Captação por meio de leis de incentivo atinge R$ 1 bilhão e os absurdos desse sistema continuam intocados
ENQUANTO o nobre senador
(arrrghh...) Marcelo Crivella
(arrrghh...), ligado à Igreja
Universal (arrrghh...), tenta passar
um projeto pelo qual igrejas teriam
acesso à Lei Rouanet para reformar
templos, o Tribunal de Contas da
União (TCU) dedica espaço, em relatório, a aspectos relativos ao uso da
legislação de renúncia fiscal na área
de cultura.
Não sou daqueles que, quando ouvem falar em incentivo fiscal, são
acometidos por faniquitos liberais
ou sentem vontade de puxar um revólver. Mas, em se tratando de destinação de recursos públicos (num
país com as carências conhecidas), a
questão precisa ser discutida -como, aliás, tem sido, ainda que nada,
de fato, mude. Ou melhor, mudanças ocorreram nos últimos dez anos,
mas no sentido de elevar a parcela
de imposto que as empresas podem
deixar de pagar e para reduzir ou eliminar a necessidade de que essas
mesmas empresas, em contrapartida, participem do investimento cultural com dinheiro próprio.

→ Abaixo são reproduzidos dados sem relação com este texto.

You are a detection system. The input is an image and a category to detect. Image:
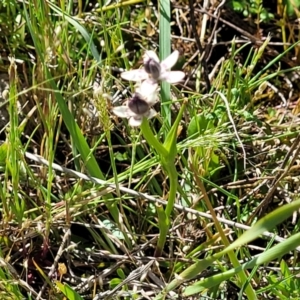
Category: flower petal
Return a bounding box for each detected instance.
[136,80,159,105]
[121,69,148,82]
[143,51,160,64]
[112,106,128,118]
[160,50,180,71]
[160,71,185,83]
[129,116,143,127]
[147,108,157,119]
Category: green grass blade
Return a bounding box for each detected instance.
[48,2,101,64]
[184,232,300,296]
[159,0,171,127]
[226,199,300,252]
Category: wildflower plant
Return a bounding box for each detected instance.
[113,49,185,256]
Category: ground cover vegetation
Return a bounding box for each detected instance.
[1,0,300,299]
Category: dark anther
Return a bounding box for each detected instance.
[144,58,161,80]
[128,94,149,115]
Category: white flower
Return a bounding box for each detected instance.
[135,79,159,105]
[112,78,159,127]
[112,94,157,127]
[121,50,185,84]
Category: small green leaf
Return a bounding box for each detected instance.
[109,278,122,289]
[117,268,126,280]
[0,142,8,165]
[56,282,84,300]
[114,152,128,161]
[102,219,125,240]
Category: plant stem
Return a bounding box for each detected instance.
[140,119,168,157]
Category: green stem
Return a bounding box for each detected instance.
[154,161,178,257]
[141,117,180,257]
[140,119,168,157]
[154,204,169,257]
[164,161,178,218]
[140,119,178,217]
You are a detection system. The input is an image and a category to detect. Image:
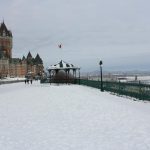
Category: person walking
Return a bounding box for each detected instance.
[30,79,32,84]
[27,79,29,84]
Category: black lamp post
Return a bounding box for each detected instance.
[99,60,104,92]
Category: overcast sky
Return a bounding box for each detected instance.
[1,0,150,72]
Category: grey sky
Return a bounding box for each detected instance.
[1,0,150,72]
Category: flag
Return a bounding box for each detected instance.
[58,44,62,48]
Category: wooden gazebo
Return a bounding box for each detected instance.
[47,60,80,84]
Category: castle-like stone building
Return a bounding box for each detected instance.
[0,21,44,78]
[0,21,12,59]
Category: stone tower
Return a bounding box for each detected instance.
[0,21,13,59]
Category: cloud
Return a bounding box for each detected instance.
[0,0,150,71]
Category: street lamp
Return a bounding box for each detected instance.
[99,60,104,92]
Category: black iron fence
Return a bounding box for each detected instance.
[40,78,150,100]
[75,79,150,101]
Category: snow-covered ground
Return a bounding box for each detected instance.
[0,81,150,150]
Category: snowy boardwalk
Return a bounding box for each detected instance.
[0,82,150,150]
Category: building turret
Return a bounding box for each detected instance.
[0,21,13,59]
[34,53,43,64]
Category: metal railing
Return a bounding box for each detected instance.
[75,79,150,101]
[40,78,150,100]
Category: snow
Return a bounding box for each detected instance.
[48,60,79,70]
[0,82,150,150]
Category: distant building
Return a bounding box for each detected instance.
[0,58,9,78]
[0,21,44,78]
[9,52,44,77]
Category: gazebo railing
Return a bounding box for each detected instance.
[40,78,76,84]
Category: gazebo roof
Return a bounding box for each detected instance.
[47,60,80,70]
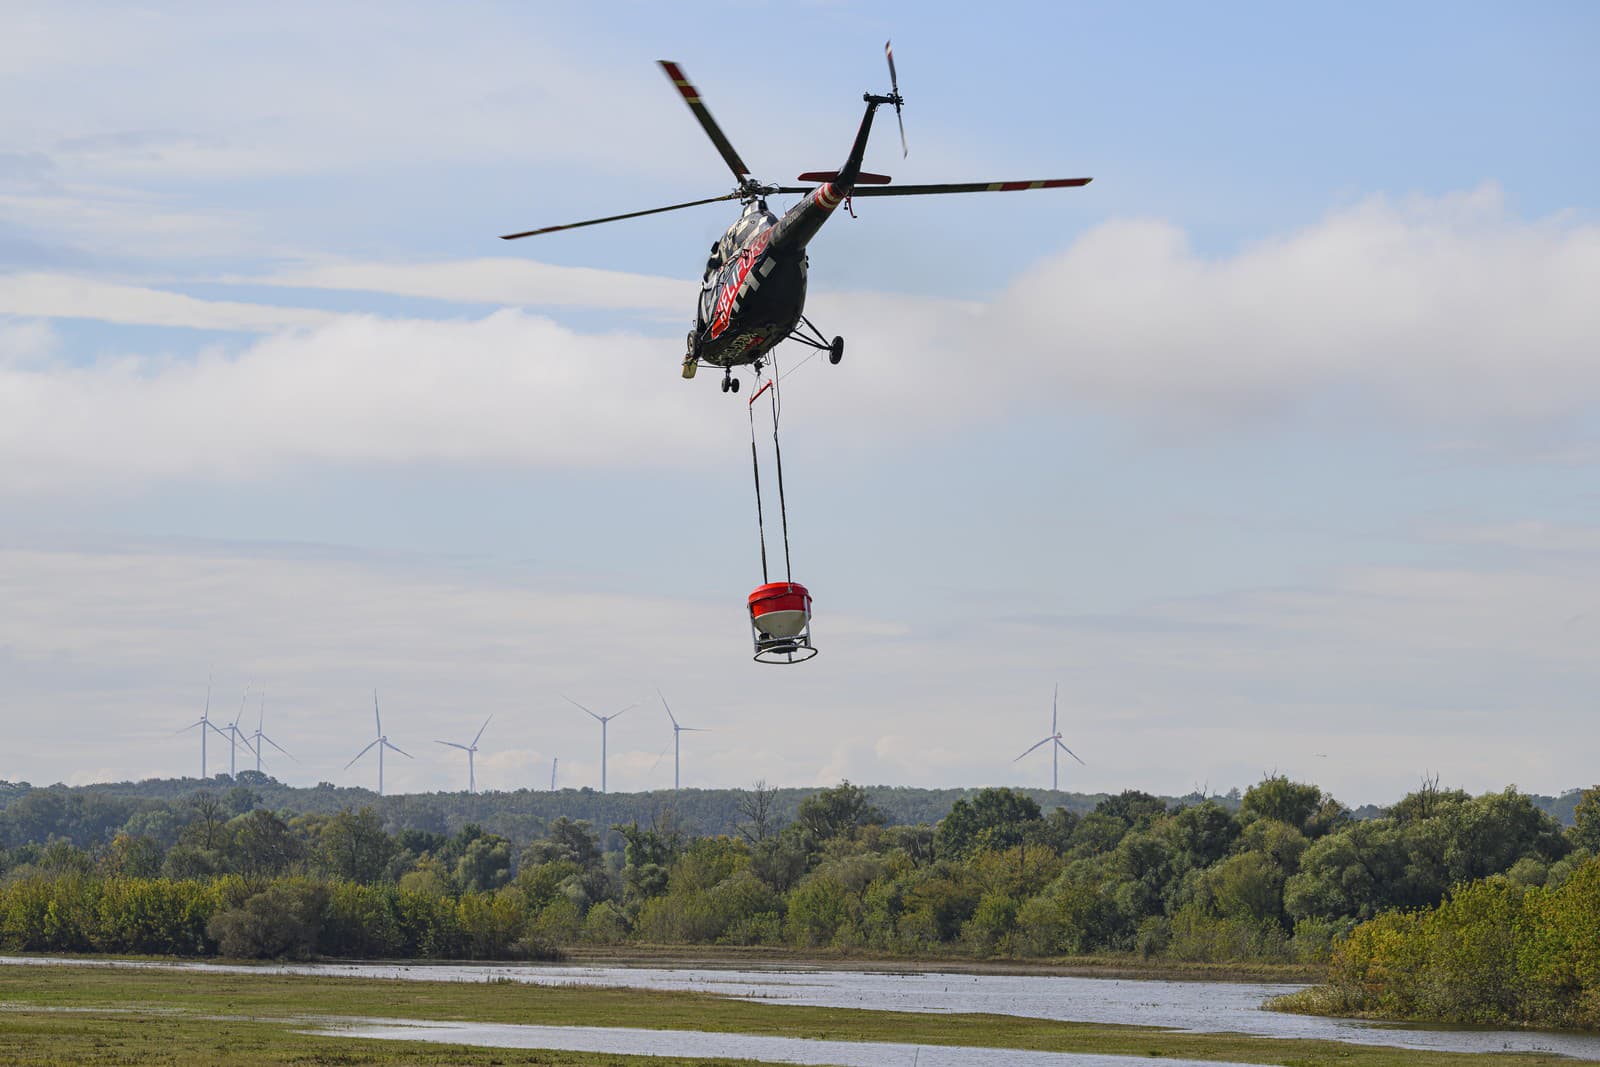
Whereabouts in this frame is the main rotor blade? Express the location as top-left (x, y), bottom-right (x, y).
top-left (657, 60), bottom-right (750, 180)
top-left (1056, 738), bottom-right (1087, 766)
top-left (845, 178), bottom-right (1092, 197)
top-left (500, 193), bottom-right (740, 240)
top-left (1013, 736), bottom-right (1054, 761)
top-left (345, 738), bottom-right (380, 769)
top-left (472, 715), bottom-right (492, 748)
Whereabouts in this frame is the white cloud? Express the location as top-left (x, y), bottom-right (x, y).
top-left (0, 273), bottom-right (336, 330)
top-left (990, 185), bottom-right (1600, 427)
top-left (2, 187), bottom-right (1596, 496)
top-left (238, 258), bottom-right (693, 315)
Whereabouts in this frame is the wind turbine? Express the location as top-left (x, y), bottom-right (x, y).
top-left (344, 690), bottom-right (413, 796)
top-left (176, 675), bottom-right (228, 779)
top-left (221, 682), bottom-right (257, 778)
top-left (550, 757), bottom-right (558, 791)
top-left (436, 715), bottom-right (492, 794)
top-left (659, 689), bottom-right (707, 791)
top-left (251, 692), bottom-right (296, 774)
top-left (564, 695), bottom-right (635, 794)
top-left (1013, 684), bottom-right (1085, 791)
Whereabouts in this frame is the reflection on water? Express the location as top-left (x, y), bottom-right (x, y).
top-left (322, 1019), bottom-right (1261, 1067)
top-left (6, 955), bottom-right (1599, 1061)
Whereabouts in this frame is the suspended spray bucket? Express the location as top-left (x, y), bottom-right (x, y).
top-left (748, 581), bottom-right (818, 664)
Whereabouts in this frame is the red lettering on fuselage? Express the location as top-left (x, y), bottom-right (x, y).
top-left (709, 227), bottom-right (772, 340)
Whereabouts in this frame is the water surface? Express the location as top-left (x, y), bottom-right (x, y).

Ou seja, aumentou-se a quantidade de recursos públicos que podem
ser aplicados em cultura por meio
de empresas privadas e encolheu-se
a participação dos recursos dessas
empresas privadas nos investimentos. Pior ainda, na Lei do Audiovisual, o Estado remunera em 32% o
repasse da verba pública!
No total, no ano passado, a captação de investimento em cultura por
meio das leis de incentivo atingiu
quase R$ 1 bilhão. É uma soma expressiva, cuja distribuição vai ao sabor de bancos, mineradoras, petrolíferas etc., e destina-se a todo o tipo
de projetos, desde aqueles que podem ser considerados relevantes
aos que seriam perfeitamente sustentáveis pelo mercado, passando
por um sem-número de pequenos,
médios e grandes "apliques". Já se
tornou ocioso apontar absurdos na
utilização das leis de renúncia fiscal.
Eles são muitos e estão por toda a
parte. Hoje, praticamente tudo se
faz pedindo "um dinheiro aí" de renúncia fiscal, sem que o Estado demonstre capacidade de selecionar
os projetos e acompanhar as prestações de contas.

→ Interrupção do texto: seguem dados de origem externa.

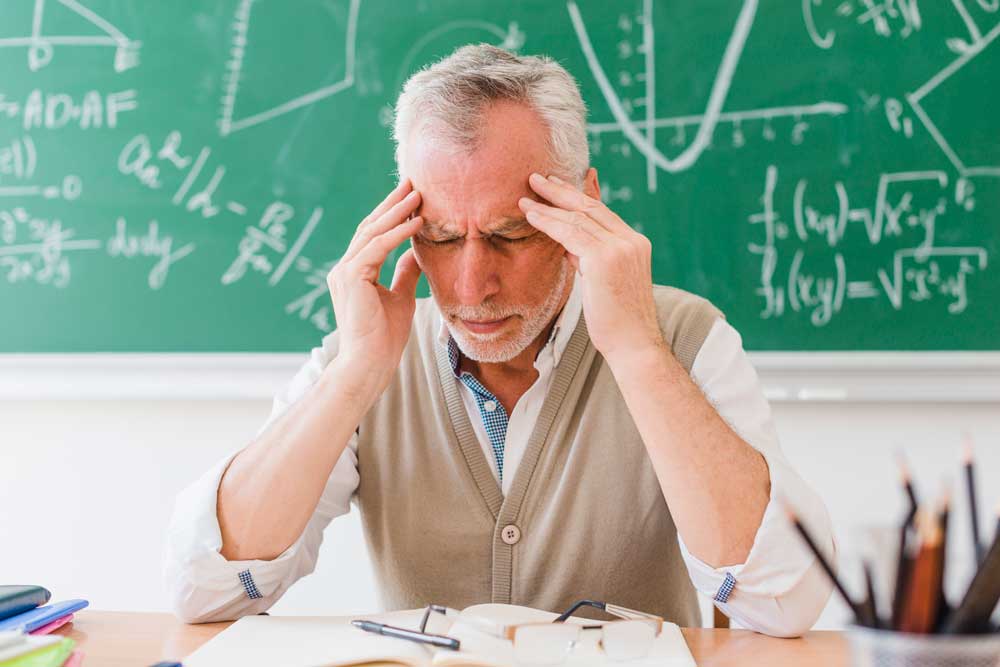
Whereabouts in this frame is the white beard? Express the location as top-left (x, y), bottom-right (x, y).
top-left (438, 259), bottom-right (571, 363)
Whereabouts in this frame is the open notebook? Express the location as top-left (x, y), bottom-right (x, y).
top-left (184, 604), bottom-right (696, 667)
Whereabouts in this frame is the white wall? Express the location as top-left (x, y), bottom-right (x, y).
top-left (2, 395), bottom-right (998, 628)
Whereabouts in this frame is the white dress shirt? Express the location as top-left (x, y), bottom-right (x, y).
top-left (165, 280), bottom-right (835, 636)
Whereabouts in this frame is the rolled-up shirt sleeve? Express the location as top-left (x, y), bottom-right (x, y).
top-left (680, 319), bottom-right (835, 637)
top-left (163, 333), bottom-right (360, 623)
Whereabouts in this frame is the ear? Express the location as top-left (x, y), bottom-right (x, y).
top-left (583, 167), bottom-right (601, 201)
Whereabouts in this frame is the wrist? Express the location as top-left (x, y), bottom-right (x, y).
top-left (322, 355), bottom-right (390, 411)
top-left (604, 337), bottom-right (677, 383)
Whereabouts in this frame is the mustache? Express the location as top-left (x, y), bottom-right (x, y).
top-left (441, 303), bottom-right (525, 321)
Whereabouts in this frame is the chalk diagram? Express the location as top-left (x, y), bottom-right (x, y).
top-left (377, 19), bottom-right (526, 128)
top-left (393, 19), bottom-right (525, 91)
top-left (218, 0), bottom-right (361, 136)
top-left (905, 8), bottom-right (1000, 179)
top-left (0, 0), bottom-right (140, 71)
top-left (568, 0), bottom-right (849, 193)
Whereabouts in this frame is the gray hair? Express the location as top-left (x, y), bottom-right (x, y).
top-left (392, 44), bottom-right (590, 185)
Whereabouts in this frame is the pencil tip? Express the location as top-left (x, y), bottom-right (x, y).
top-left (939, 480), bottom-right (952, 504)
top-left (776, 495), bottom-right (798, 522)
top-left (895, 452), bottom-right (911, 479)
top-left (939, 497), bottom-right (952, 520)
top-left (962, 434), bottom-right (975, 464)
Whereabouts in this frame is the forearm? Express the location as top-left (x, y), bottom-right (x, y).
top-left (218, 357), bottom-right (379, 560)
top-left (607, 341), bottom-right (771, 567)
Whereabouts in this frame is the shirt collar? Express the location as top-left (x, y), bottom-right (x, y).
top-left (437, 274), bottom-right (582, 375)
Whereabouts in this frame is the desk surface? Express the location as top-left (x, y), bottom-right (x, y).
top-left (56, 610), bottom-right (851, 666)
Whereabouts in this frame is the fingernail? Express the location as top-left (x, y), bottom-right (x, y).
top-left (529, 172), bottom-right (546, 184)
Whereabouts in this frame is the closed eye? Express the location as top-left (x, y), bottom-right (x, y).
top-left (416, 230), bottom-right (536, 245)
top-left (416, 233), bottom-right (461, 245)
top-left (492, 235), bottom-right (532, 244)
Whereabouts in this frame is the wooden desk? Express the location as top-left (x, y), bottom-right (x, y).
top-left (56, 610), bottom-right (851, 666)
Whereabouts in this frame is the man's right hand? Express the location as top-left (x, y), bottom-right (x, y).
top-left (326, 178), bottom-right (424, 400)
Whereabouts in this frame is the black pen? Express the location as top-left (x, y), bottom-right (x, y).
top-left (963, 437), bottom-right (984, 564)
top-left (351, 619), bottom-right (460, 650)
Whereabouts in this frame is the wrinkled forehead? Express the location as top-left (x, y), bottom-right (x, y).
top-left (401, 102), bottom-right (552, 232)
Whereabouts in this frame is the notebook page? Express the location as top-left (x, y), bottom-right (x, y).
top-left (185, 615), bottom-right (432, 667)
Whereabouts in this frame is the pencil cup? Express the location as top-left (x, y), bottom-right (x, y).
top-left (848, 626), bottom-right (1000, 667)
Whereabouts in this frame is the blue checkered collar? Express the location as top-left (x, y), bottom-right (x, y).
top-left (437, 276), bottom-right (582, 378)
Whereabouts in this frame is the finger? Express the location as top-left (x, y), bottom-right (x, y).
top-left (390, 247), bottom-right (422, 296)
top-left (519, 196), bottom-right (612, 235)
top-left (343, 180), bottom-right (414, 258)
top-left (521, 205), bottom-right (602, 258)
top-left (350, 216), bottom-right (424, 281)
top-left (368, 178), bottom-right (413, 226)
top-left (527, 172), bottom-right (628, 233)
top-left (343, 190), bottom-right (422, 263)
top-left (519, 196), bottom-right (613, 247)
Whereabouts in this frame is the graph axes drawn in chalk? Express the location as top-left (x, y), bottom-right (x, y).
top-left (568, 0), bottom-right (850, 191)
top-left (0, 0), bottom-right (140, 72)
top-left (218, 0), bottom-right (360, 137)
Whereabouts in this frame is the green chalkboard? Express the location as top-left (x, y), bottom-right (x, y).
top-left (1, 0), bottom-right (997, 352)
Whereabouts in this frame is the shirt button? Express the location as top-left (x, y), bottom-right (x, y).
top-left (483, 400), bottom-right (497, 412)
top-left (501, 524), bottom-right (521, 545)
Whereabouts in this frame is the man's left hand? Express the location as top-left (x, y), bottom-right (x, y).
top-left (519, 172), bottom-right (665, 366)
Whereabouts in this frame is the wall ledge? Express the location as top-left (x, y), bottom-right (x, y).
top-left (1, 352), bottom-right (998, 402)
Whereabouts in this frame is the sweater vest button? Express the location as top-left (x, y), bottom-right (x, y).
top-left (500, 524), bottom-right (521, 545)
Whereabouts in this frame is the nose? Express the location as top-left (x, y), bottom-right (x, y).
top-left (453, 239), bottom-right (501, 305)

Não há dúvida de que esses recursos representam um ganho para a
área e se traduzem numa dinamização cultural. Afinal, como costuma
exemplificar um crítico desse sistema, se você pegar uma determinada
quantia de dinheiro e todo ano atirá-la pela janela, sem nenhum critério,
para os moradores de uma rua, passado o tempo certamente alguns
progressos serão registrados. A
questão é saber até que ponto esses
"progressos" devem ser fruto de um
jogo sem regras ou de políticas que
imprimam racionalidade à distribuição do dinheiro.
Concessões de incentivos fiscais
se justificam sob alguns pressupostos. No caso da cultura, o mínimo a
esperar é que a legislação fosse um
fator de indução ao investimento.
Ou seja, o Estado renunciaria a receitas para estimular a participação
do investidor privado em cultura e a
formação de um mercado capaz de,
no futuro, dispensar o uso desses recursos -que se dirigiriam prioritariamente para setores e projetos nos
quais a presença pública seria de fato justificável e necessária.